O robô humanoide que chamou a atenção durante o desfile de 7 de Setembro, em Brasília, ao bater continência ao presidente Luiz Inácio Lula da Silva, é um equipamento fabricado pela chinesa Unitree Robotics e pode ser encontrado no mercado por cerca de R$ 194 mil.
Durante as comemorações da Independência, o robô apareceu fardado e foi transportado sobre uma viatura militar. Além de acenar para o público, o equipamento prestou continência ao passar diante da tribuna presidencial e também interagiu com a primeira-dama Janja da Silva.

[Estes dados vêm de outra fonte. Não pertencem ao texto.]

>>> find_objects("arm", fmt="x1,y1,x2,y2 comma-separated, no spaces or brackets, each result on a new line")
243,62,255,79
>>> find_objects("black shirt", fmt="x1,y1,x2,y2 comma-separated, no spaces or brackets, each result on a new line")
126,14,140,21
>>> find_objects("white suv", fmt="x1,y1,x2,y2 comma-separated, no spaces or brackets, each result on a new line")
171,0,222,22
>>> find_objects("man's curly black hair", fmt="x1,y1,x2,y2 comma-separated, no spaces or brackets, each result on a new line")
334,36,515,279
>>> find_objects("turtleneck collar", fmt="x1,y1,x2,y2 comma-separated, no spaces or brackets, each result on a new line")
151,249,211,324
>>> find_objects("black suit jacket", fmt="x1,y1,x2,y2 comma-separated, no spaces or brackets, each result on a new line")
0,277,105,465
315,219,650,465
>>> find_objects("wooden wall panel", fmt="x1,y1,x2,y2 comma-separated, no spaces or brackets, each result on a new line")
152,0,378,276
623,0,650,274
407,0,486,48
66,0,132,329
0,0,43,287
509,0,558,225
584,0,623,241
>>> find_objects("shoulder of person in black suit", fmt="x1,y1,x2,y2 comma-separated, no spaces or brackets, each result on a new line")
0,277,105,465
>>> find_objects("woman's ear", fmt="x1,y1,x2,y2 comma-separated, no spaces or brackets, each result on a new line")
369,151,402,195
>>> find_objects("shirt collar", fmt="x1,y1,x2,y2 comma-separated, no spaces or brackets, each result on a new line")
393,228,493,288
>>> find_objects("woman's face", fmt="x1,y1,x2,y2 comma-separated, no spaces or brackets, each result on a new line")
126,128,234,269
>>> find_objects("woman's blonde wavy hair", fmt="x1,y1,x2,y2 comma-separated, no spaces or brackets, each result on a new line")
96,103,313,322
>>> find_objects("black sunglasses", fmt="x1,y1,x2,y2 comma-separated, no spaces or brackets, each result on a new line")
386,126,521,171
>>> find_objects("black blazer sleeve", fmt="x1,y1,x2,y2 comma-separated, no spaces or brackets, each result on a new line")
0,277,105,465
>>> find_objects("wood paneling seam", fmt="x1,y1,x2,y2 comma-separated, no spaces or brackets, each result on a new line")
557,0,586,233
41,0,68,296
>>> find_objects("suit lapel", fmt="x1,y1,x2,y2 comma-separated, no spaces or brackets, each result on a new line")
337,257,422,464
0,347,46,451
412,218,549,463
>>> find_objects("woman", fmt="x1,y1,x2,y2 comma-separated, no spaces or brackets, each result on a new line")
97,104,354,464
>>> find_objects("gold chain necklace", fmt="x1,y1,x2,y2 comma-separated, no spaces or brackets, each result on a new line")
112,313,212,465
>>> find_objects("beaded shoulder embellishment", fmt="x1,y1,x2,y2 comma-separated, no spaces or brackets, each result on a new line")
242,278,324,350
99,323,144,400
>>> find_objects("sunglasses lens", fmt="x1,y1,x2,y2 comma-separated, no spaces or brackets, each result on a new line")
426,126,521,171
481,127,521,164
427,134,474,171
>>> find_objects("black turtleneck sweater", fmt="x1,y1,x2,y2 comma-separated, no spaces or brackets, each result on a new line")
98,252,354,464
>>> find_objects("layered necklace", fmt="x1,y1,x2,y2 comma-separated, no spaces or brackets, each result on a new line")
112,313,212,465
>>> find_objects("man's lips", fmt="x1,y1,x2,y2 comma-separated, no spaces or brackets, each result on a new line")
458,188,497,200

O Exército confirmou que o equipamento é um Unitree G1, na versão EDU, voltada principalmente para instituições de ensino e pesquisa. A unidade pertence ao Instituto Militar de Engenharia (IME) e foi adquirida com recursos da Financiadora de Estudos e Projetos (Finep), vinculada ao Ministério da Ciência, Tecnologia e Inovação.
Exército não revela quanto pagou pelo robô
Apesar de modelos do equipamento serem encontrados em plataformas de comércio eletrônico por valores próximos de R$ 194 mil, o Exército não informou quanto o IME efetivamente desembolsou pela unidade. Por isso, o valor de mercado não deve ser tratado como o preço pago pelas Forças Armadas.
A própria fabricante anuncia o G1 em configurações a partir de US$ 13,5 mil, mas o preço varia conforme versão, componentes opcionais, impostos, transporte e configuração. A versão EDU oferece recursos adicionais destinados ao desenvolvimento de aplicações e pesquisas.
Com aproximadamente 1,32 metro de altura e 35 quilos, o G1 possui estrutura articulada capaz de reproduzir diferentes movimentos. Dependendo da configuração, o equipamento pode contar com até 43 graus de liberdade nas articulações.
Robô é utilizado em pesquisas do IME
Segundo o Exército, o humanoide é empregado pelo IME em atividades de ensino, pesquisa e extensão. Os sensores e a capacidade de processamento da plataforma permitem o desenvolvimento de algoritmos relacionados a robótica, inteligência artificial, percepção do ambiente, navegação e autonomia de sistemas.
Apesar da aparência militar adotada durante o desfile, a Força afirmou que não há previsão de emprego operacional direto do humanoide. Portanto, o G1 não deve ser apresentado como um robô já utilizado pelo Exército em missões ou combates.
As tecnologias desenvolvidas a partir da plataforma, porém, poderão contribuir para outras aplicações militares. O Exército cita sistemas embarcados em drones, veículos autônomos, armamentos controlados remotamente e robôs destinados à detecção e desativação de explosivos.